For the moment, the Bush administration is moving quickly to install an interim Iraq authority and resume oil production while denying the United Nations any essential role in the postwar rebuilding of Iraq and in the hunt for Baghdad's alleged weapons of mass destruction, which the United States used as a pretext to wage war.


The Sept. 11, 2001 terrorist attack in New York and Washington had triggered criticism on Washington's biased Middle East policy in favor of Israel. Critics urged the Bush administration to assume a more active role in helping solve the Israeli-Palestinian conflict which has fueled widespread anti-American sentiment in the Arab world.

The hardliners in Washington, however, blame the Palestinians and President Saddam's government for the stalemate in the Middle East peace process, pressing for a change in Palestinian leadership and a regime change in Baghdad.

Analysts here believe that the removal of President Saddam from power and the confirmation of Palestinian new Prime Minister Mahoud Abbas have deprived the administration of any excuse for further delay and even provides "an unprecedented opportunity" for Washington's engagement in reviving the Middle East peace process.

Without the usual fanfare, President Bush on Wednesday unveiled the much-awaited, long-delayed Middle East roadmap peace plan, urging Israelis and the Palestinians to return to a "path of peace" and dispatching US Secretary of State Colin Powell to the region.

However, the Israeli government led by Prime Minister Ariel Sharon has not only managed to delay the release of the "roadmap" but also repeatedly demanded its revision.

Echoing Israel's demand, hundreds of US lawmakers recently sent a signed appeal to President Bush, urging him not to press Israel to make concessions until a complete halt of Palestinian violence.

Analysts here strongly believe that President Bush, who claims himself to be a Sharon admirer and never hesitates to appease US conservatives, will have to overcome opposition from hardliners in Israel and his own electorate so as reach the end of the "roadmap."

The roadmap, developed by the United States, Russia, the European Union and the United Nations, lays out steps leading to the creation of a Palestinian state by 2005.


The Iraq war avails the United States of an opportunity to reshape the geopolitical alignment in the Middle East in favor of its own strategic interests, analysts say.

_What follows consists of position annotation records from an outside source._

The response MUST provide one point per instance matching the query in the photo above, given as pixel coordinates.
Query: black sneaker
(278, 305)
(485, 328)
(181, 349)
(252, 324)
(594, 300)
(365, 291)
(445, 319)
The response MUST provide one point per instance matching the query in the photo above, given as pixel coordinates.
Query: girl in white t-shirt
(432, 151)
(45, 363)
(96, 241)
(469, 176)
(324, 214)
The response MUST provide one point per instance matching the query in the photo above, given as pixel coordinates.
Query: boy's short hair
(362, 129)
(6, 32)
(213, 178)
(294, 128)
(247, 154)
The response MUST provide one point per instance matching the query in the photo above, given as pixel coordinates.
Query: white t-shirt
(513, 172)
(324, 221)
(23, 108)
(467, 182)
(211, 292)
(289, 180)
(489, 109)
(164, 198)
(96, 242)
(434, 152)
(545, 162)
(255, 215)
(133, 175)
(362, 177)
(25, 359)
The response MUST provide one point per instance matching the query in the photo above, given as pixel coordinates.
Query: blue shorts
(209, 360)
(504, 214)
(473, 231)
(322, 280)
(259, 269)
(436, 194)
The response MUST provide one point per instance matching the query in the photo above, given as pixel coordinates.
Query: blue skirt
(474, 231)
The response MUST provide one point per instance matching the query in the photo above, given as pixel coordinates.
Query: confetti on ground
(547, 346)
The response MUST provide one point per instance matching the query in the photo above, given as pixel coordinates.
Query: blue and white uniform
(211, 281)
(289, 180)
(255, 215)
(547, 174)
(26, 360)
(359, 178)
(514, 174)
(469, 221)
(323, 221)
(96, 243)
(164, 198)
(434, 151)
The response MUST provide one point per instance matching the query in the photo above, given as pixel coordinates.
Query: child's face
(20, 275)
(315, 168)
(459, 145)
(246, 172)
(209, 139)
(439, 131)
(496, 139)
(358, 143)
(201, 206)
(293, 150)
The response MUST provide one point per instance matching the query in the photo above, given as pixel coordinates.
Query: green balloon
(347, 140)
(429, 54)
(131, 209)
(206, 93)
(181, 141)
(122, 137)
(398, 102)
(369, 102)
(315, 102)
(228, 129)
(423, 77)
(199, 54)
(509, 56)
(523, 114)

Firstly, the Bush administration will seize the momentum of the Iraq war to promote "democracy" in the region, which US neo-conservatives have touted as the only way for the United States to root up terrorism.

President Bush endorsed the strategy in February in a speech at the conservative think tank American Enterprise Institute, and used it to justify his push for a war with Iraq, saying that a democratic Iraq will serve as an example like Israel and Turkey in the Arab world.

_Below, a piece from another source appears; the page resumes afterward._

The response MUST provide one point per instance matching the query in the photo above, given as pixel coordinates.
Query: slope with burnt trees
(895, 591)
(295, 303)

Secondly, removing threats from a hostile Iraq, the United States will begin to adjust its relationships with some Arab countries according to the new geopolitical reality in the region.

During a trip to the Middle East earlier this week, for example, US Defense Secretary Donald Rumsfeld announced that the United States is withdrawing all its troops from Saudi Arabia and will relocate its command center in the Gulf from Saudi Arabia to Qatar.

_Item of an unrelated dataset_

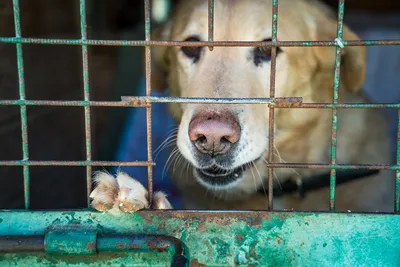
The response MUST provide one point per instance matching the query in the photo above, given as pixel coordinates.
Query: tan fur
(301, 135)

Analysts believe that the downfall of Saddam's regime has decreased the strategic importance of both Saudi Arabia and Egypt to the United States. Meanwhile, Qatar and Kuwait's support for the Iraq war may serve as a plus to their relationships with Washington.

Thirdly, Syria and Iran, widely believed to be candidates for the next targets of US preemptive strike, may replace Iraq to become the major US concerns in the region.

Wary of the so-called "Syria-Iraq-Iran axis," US Deputy Defense Secretary Paul Wolfowitz has hailed the end of Ba'ath Party rule in Iraq as an "enormously important event."

In a recent interview with The Washington Times, a mouthpiece of US conservatives, Wolfowitz accused Syria and Iran of being "state sponsors of terrorism" and specifically mentioned them as places where political reform is needed.

But analysts believe that Washington has its hands full in Iraq and the possibility to launch attacks on Syria or Iran is very slim, at least in the near term. Rather, as US officials said, it would prefer to scare them into changing behavior.